European Surgical Research | 2016
Sebastian Senger; Otto Kollmar; Michael D. Menger; Kathrin Rupertus
Background: The glycoprotein hormone erythropoietin and its analogue darbepoetin-α (DPO) have been shown to reduce the risk of acute liver failure after major hepatectomy. However, previous experimental studies have also shown that DPO significantly enhances neovascularization and tumor cell proliferation in established colorectal liver metastasis in hepatectomized and nonhepatectomized mice. The present study now analyzes whether DPO influences cell proliferation and migration as well as vascularization and growth of established colorectal metastasis at extrahepatic sites after major hepatectomy. Methods: GFP-transfected CT26.WT colorectal cancer cells were implanted into dorsal skinfold chambers of syngeneic BALB/c mice.
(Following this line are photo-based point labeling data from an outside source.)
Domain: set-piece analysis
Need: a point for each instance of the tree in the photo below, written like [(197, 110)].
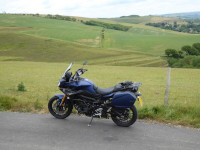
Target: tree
[(187, 49), (172, 53), (196, 46)]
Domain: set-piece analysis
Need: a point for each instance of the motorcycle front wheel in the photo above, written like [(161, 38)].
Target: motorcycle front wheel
[(58, 111), (124, 117)]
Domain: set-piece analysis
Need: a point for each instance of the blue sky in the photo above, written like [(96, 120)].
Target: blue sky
[(99, 8)]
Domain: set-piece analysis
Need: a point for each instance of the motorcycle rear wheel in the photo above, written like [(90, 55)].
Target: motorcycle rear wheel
[(127, 116), (60, 112)]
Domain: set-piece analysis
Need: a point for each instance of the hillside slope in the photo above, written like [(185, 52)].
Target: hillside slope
[(34, 38)]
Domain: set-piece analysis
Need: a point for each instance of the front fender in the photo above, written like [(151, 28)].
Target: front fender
[(60, 96)]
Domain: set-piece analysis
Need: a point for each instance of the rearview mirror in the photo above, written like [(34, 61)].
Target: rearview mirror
[(85, 62)]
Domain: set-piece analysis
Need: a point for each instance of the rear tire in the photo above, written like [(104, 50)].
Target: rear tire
[(127, 118), (59, 112)]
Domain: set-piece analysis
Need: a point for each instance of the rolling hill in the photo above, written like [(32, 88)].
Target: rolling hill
[(31, 38)]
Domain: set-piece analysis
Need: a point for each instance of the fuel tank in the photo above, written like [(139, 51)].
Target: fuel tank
[(123, 99), (80, 84)]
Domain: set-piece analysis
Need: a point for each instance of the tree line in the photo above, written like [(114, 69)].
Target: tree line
[(107, 25), (190, 27), (187, 57), (91, 22)]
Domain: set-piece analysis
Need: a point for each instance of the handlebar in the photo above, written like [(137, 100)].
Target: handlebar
[(79, 72)]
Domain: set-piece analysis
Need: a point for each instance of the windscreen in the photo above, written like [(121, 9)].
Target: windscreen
[(68, 69)]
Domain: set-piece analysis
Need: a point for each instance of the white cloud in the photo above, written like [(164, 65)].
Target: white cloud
[(99, 8)]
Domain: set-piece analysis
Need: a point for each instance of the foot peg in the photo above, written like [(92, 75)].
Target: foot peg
[(89, 125)]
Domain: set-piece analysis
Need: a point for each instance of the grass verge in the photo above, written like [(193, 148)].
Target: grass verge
[(8, 103), (175, 114)]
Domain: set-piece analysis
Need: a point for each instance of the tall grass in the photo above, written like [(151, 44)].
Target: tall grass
[(42, 78)]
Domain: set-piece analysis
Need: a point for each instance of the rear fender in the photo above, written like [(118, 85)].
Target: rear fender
[(60, 96)]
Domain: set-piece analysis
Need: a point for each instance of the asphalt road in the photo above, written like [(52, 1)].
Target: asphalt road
[(21, 131)]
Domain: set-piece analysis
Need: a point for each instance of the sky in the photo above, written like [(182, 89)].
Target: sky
[(99, 8)]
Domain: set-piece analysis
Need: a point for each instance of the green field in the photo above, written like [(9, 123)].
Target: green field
[(41, 79), (145, 19), (37, 50), (140, 38)]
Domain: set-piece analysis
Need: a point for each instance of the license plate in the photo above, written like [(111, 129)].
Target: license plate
[(140, 101)]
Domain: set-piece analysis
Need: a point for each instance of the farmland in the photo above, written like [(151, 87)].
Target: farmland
[(36, 51)]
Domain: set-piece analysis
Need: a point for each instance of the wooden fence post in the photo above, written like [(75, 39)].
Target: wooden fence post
[(167, 86)]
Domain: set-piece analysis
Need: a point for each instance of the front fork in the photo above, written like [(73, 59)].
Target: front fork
[(62, 101)]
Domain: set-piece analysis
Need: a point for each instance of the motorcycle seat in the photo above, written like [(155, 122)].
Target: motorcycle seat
[(106, 91)]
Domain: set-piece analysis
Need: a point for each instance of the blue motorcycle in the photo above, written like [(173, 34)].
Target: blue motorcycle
[(87, 98)]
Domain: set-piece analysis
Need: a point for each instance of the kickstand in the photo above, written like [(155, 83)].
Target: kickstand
[(89, 125)]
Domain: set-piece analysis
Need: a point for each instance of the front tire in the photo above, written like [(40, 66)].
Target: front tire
[(124, 117), (57, 111)]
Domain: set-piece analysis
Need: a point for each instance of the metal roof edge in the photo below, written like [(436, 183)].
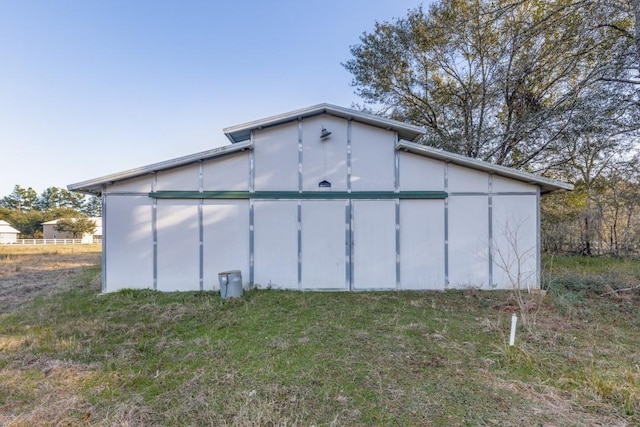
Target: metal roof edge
[(507, 172), (242, 131), (89, 186)]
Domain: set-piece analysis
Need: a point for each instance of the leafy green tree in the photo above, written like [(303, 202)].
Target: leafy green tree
[(501, 80), (76, 226), (92, 207), (21, 199)]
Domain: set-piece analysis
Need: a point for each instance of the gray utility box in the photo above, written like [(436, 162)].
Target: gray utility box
[(230, 284)]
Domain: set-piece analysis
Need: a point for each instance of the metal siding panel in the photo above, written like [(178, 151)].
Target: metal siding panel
[(229, 173), (128, 243), (226, 239), (276, 244), (372, 158), (467, 180), (323, 245), (276, 158), (104, 239), (501, 184), (468, 242), (374, 249), (420, 173), (324, 159), (515, 237), (178, 245), (421, 243), (182, 178)]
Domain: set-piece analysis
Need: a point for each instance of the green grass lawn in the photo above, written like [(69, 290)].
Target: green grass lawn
[(293, 358)]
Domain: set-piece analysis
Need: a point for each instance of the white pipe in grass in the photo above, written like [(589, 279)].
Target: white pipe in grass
[(512, 337)]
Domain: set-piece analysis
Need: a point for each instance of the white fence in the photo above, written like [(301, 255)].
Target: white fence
[(53, 242)]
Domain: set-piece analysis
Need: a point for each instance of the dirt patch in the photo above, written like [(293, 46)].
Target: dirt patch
[(25, 276)]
Five days after tumor cell implantation, the animals received a single dose of DPO (10 µg/kg body weight) or phosphate-buffered saline solution (PBS) intravenously. Additional animals received a 70% hepatectomy and DPO or PBS treatment. Tumor vascularization and growth as well as tumor cell migration, proliferation and apoptosis were studied repetitively over 14 days using intravital fluorescence microscopy, histology and immunohistochemistry. Results: DPO did not influence tumor cell migration and apoptosis. In addition, DPO did not stimulate tumor cell infiltration or vascularization; however, significantly increased tumor cell proliferation was detected in hepatectomized animals. Conclusion: DPO increases cell proliferation in established extrahepatic colorectal metastases after major hepatectomy. Thus, DPO may not be recommended to stimulate regeneration of the remnant liver after major hepatectomy for colorectal liver metastasis.